Thursday, 1 March 2018
Snow and Fauré
Since the major snow flurries were just around the corner when I attended Tuesday's lunchtime concert at St Martin-in-the-Fields, it's pure fancy after the event to see some of Fauré's inspirations as delicate flowers that bloom out of bitter cold, which seems to be the case with the slow movement of his First Violin Sonata. It could not have been played with more exquisite, cultured tone and phrasing than by young Maria Włoszczowska with my good friend Sophia Rahman as her equally sensitive and nuanced pianist. Here they are after the event.
After the wonderful recital of Estonian music by the Ruubel twins Triin and Kärt in Berlin a week ago, this was an equal joy - and more of a surprise, since I hadn't heard Włoszczowska before. Though currently taking an Artist Diploma course at the Guildhall School with András Keller, she has already recorded Mozart's Church Sonatas with Maxim Vengerov, so that should give you some idea of her level. The communication shows in her features, too - that aspect shouldn't be underestimated, since it's rare to see a violinist take visible pleasure in the music - and she somehow combines the culture with a big sound; Sophia's mastery of Fauré's more turbulent writing could afford to let rip and never swamp her duo partner. I'm kicking myself for missing the Ysaÿe Sonata in the first half of the concert, but I was cycling with two heavy panniers of sheet music and LPs to hand over to friend Clare, who also came, as well as battling the east wind, and it took me 20 minutes longer than it usually does. Thighs now like tugboats.
I could afford to take my time on the way back as I was working at home in the evening. And after I'd helped Clare to Leicester Square tube with her load, the first big snowstorm began. I dived into Bagariet, the superlative Swedish bakery in Rose Street, and felt all mysigt (that's hygge to the north) with my espresso and cake watching the flakes fall outside the window. The brilliant sunshine and sharp blue skies that followed meant I became a tourist wandering round Trafalgar Square with its semi-frozen fountains
and dusting of snow on lions
I was making my way to have a late lunch with J round the corner from Europe House, but realised I had to go via St James's Park where the daffodils were now trying to hold their heads above the snow,
the London planes glowed in the light before the next flurry
and tress by the water's edge had begun their budding.
Pink and white fur here from this lady exercising her handsome dog.
Birds were generally more eager than ever to come close in the hope of food, including moorhens
and patient herons,
but black and white swans seemed more keen to keep warm down by the water's edge
and the pelicans, as usual, appeared perfectly indifferent, albeit feeling the cold, on their rock.
Refreshed at Itsu, I pedalled slowly home, despite being relieved of my pannier-burdens, admiring the blossoming in Paultons Square
and just catching a glimpse of distant snow-clouds mountainously massing beyond Brompton Cemetery.

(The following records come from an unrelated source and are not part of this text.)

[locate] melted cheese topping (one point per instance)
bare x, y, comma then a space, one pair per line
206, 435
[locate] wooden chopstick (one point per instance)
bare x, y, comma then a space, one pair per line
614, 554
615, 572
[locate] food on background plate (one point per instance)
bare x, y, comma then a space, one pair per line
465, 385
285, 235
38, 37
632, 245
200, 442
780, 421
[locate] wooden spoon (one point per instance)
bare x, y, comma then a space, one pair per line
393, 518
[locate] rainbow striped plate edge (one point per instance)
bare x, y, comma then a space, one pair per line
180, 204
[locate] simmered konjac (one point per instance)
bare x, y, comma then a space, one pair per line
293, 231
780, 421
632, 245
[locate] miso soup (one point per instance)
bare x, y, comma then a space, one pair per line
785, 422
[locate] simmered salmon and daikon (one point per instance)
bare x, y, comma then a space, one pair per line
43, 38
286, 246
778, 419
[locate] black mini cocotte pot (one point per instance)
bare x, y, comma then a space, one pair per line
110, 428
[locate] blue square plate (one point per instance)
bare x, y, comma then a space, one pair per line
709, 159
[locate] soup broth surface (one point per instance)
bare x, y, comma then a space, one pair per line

I needn't have been in such a hurry to catch the snow scene - yesterday morning everything was covered and the view out of one back window in the early morning light
caught the prunus's premature flowerings.
Snow lay heavy on tentative vegetation
and more came in droves.
Not so much fun last night: my attempts to get to English Touring Opera's Marriage of Figaro at the Hackney Empire were aborted, despite timetables showing no imminent delays; first we were thrown off the on-time London Overground train at Willesden Junction, standing for ten minutes in another blizzard (kinda fun in its bleak awfulness), and then told that the next train and all its successors would only be going as far as Camden Road because of damage to overhead lines. So I got off at West Hampstead, took a much quicker tube journey home and spent a hygge/mysigt evening with J watching two episodes of Homeland's slow-burn but gripping Season Six.